What Are Transformer Models In Machine Learning | 2021 | ExentAI

What Are Transformer Models In Machine Learning?

Language modelling problems and translations systems use approaches like Long Short-Term Memory (LSTM) and Gated Recurrent Unit (GRU) but architectural problems with these approaches led to the need for an alternative. This is where the transformer model comes from.

A deep learning model introduced in 2017, transformers are used in Natural Language Processing (NLP) tasks. It was introduced and described in a paper titled ‘Attention is all you need’ by Ashish Vaswani et al. in 2017. In its abstract, the authors explain that dominant sequence transduction models are based on complex recurrent or convolutional neutral networks in an encoder-decoder configuration.

“We propose a new simple network architecture, the Transformer, based solely on attention mechanisms, dispensing with recurrence and convolutions entirely,” the abstract reads, adding that testing was carried out on two machine translation tasks to show how the transformer model is of superior quality.

Since the introduction of the transformer model, it has seen widespread use in machine learning and several AI service providers use the technology in their services. Despite this, many have difficulty understanding the transformer model.

While the paper that introduces the transformer model may be of interest to industry professionals, it is too technical and must be read several times to understand what exactly the transformer model is.

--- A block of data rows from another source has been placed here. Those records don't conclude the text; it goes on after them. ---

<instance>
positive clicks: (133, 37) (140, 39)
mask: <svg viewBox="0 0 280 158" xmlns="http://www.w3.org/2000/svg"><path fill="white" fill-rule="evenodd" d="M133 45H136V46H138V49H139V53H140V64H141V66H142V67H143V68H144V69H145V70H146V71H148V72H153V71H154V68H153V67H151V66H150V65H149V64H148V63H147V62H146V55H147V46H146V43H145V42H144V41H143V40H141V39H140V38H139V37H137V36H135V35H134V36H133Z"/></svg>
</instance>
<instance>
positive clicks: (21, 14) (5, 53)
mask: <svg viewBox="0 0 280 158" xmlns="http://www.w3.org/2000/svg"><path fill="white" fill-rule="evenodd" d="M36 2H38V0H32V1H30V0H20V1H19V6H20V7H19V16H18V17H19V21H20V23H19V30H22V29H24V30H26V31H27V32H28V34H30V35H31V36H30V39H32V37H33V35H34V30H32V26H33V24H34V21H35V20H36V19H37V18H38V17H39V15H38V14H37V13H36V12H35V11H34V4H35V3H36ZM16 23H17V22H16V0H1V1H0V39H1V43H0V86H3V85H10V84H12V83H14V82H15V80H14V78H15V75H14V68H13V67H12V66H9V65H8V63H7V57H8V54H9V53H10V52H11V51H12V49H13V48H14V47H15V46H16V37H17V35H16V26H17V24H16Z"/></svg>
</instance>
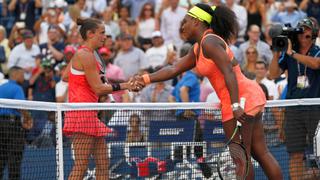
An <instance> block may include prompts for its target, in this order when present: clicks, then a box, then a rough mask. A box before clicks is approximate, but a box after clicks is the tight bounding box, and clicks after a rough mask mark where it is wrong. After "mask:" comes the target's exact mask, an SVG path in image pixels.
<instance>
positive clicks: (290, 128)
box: [270, 18, 320, 180]
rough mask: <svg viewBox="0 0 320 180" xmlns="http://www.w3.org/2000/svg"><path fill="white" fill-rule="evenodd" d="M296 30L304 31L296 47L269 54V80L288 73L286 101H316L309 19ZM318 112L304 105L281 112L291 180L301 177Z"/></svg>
mask: <svg viewBox="0 0 320 180" xmlns="http://www.w3.org/2000/svg"><path fill="white" fill-rule="evenodd" d="M298 27H303V28H304V32H303V33H302V34H299V35H298V37H297V39H298V40H297V41H298V42H297V46H294V47H291V43H289V47H288V50H287V51H286V52H282V53H280V52H273V55H274V56H273V59H272V62H271V65H270V77H271V78H277V77H279V76H280V74H282V72H283V71H285V70H288V85H287V94H286V99H299V98H318V97H320V93H319V89H320V87H319V85H320V84H319V82H320V73H319V69H320V68H319V67H320V64H319V62H320V61H319V59H320V48H319V47H318V46H316V45H315V44H314V38H315V37H316V32H317V29H316V27H315V25H314V23H313V22H312V20H310V19H309V18H306V19H303V20H301V21H300V22H299V23H298ZM319 112H320V111H319V107H318V106H308V111H303V110H302V109H301V107H290V108H287V109H286V111H285V121H286V122H285V137H286V146H287V151H288V152H289V158H290V161H289V170H290V178H291V179H292V180H295V179H301V178H303V174H304V171H305V166H304V163H303V157H304V152H305V150H306V148H307V145H309V146H312V144H313V143H312V139H313V136H314V132H315V129H316V127H317V124H318V121H319V116H320V115H319ZM307 139H308V141H307ZM309 141H310V142H309Z"/></svg>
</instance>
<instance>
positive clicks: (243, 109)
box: [240, 97, 246, 110]
mask: <svg viewBox="0 0 320 180" xmlns="http://www.w3.org/2000/svg"><path fill="white" fill-rule="evenodd" d="M245 104H246V98H244V97H241V98H240V107H241V108H242V109H243V110H244V107H245Z"/></svg>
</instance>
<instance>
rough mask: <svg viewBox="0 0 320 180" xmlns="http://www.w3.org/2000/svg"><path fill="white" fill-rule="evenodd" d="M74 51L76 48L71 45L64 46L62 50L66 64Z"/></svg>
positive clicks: (75, 50)
mask: <svg viewBox="0 0 320 180" xmlns="http://www.w3.org/2000/svg"><path fill="white" fill-rule="evenodd" d="M75 53H76V49H75V48H74V47H73V46H71V45H68V46H66V47H65V48H64V51H63V54H64V60H65V62H66V63H67V64H69V62H70V61H71V59H72V57H73V55H74V54H75Z"/></svg>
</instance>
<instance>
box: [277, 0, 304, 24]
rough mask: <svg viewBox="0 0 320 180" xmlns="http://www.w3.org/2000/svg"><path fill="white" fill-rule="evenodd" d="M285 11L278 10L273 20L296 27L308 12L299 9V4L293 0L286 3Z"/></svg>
mask: <svg viewBox="0 0 320 180" xmlns="http://www.w3.org/2000/svg"><path fill="white" fill-rule="evenodd" d="M284 7H285V11H282V12H279V11H278V12H277V13H276V14H275V15H274V16H273V17H272V19H271V20H272V21H273V22H278V23H281V24H290V25H291V26H292V27H296V26H297V24H298V22H299V21H300V20H301V19H303V18H305V17H306V13H304V12H303V11H301V10H300V9H297V7H298V6H297V4H296V3H295V2H294V1H293V0H288V1H287V2H285V3H284Z"/></svg>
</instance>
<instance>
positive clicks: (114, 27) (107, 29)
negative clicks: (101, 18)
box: [103, 7, 120, 40]
mask: <svg viewBox="0 0 320 180" xmlns="http://www.w3.org/2000/svg"><path fill="white" fill-rule="evenodd" d="M112 16H113V9H112V8H111V7H107V8H106V9H105V10H104V12H103V21H104V24H105V27H106V33H107V34H108V35H111V37H112V39H113V40H114V39H115V38H116V37H117V36H118V35H119V34H120V29H119V25H118V23H116V22H115V21H113V20H112Z"/></svg>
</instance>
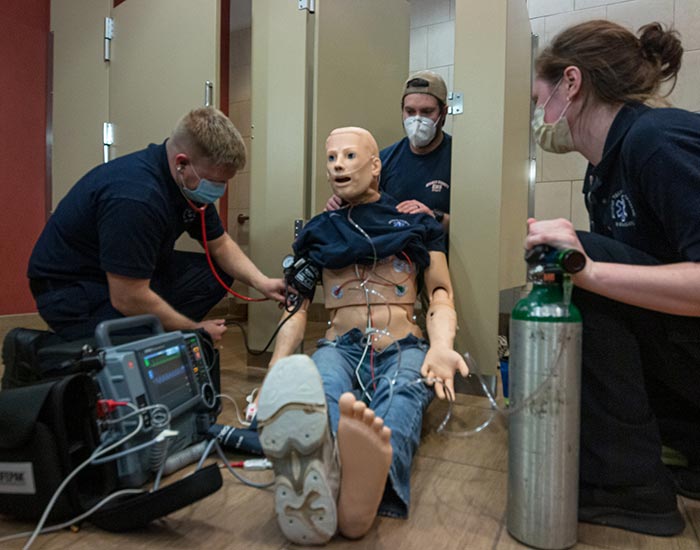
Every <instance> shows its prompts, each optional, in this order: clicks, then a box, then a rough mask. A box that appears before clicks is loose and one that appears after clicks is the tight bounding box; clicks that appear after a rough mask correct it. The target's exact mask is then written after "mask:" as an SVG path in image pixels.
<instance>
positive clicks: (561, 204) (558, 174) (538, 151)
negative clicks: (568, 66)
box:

The approach is based on encoder-decoder architecture and should be visualized as two rectangles side by side. On the left is the encoder, which has two sub-layers, and on the right is the decoder, which has three sub-layers.

They both have multi-head attention and feed forward sub-layers with an additional sub-layer, masked multi-head attention, in the decoder.

Multiple encoders and decoders are stacked, with the output of one connecting to the input of another.

Looking at the architecture of the model, one can argue that not much change has been made to encoder-decoder architecture, and this is true. What makes this approach different is that it eliminates recurrent layers which are traditionally used and instead relies on self-attention.

This leads us to the question: What is self-attention? According to the 2017 paper by Vaswani et al., self-attention, which is also referred to as intra-attention is, “an attention mechanism relating different positions of a single sequence in order to compute a representation of the sequence.”

The authors explain that the mechanism has been successfully used in tasks like reading comprehension, abstractive summarization, textual entailment and learning task-independent sentence representations.”

However, the authors state that, this is, to their knowledge, the first transduction model that relies entirely on self-attention to compute representations of input and output without using sequence aligned RNNs or convolution.

There is a formulae and a step-by-step visualization of the calculation gives one a better understanding of how this works but a machine learning consultancy would explain it is words using a simple example of a phrase like “hot coffee.”

Using the transformer model, the self-attention for the word “hot” in the sequence will be calculated by following a few steps. The input vector x1, representing “hot”, is multiplied with three different weight matrices, Wq, Wk, and Wv. This will give you three different vectors, which are q1, k1, and v1. The same process applies to input vector x2, which represents “coffee”.

Now q1 is multiplied by k1 and k2 respectively to calculate the two scores that tell you how much focus should be laid on the two words when the transformer model receives input for the word “hot.”

The scores are then divided by the square root of the dimension of the key vector and a softmax is applied to the scores. The weighted value vector of each word can now be calculated by multiplying the scores with the corresponding value vector.

The two vectors can be summed up to get the final vector z1, which is the output of the self-attention layer for the first input.

Since the model uses multi-head self-attention, this process is carried out multiple times with different weight matrices. This is a basic description of the transformer model, which any AI app development company would use in machine learning due to its simplified process.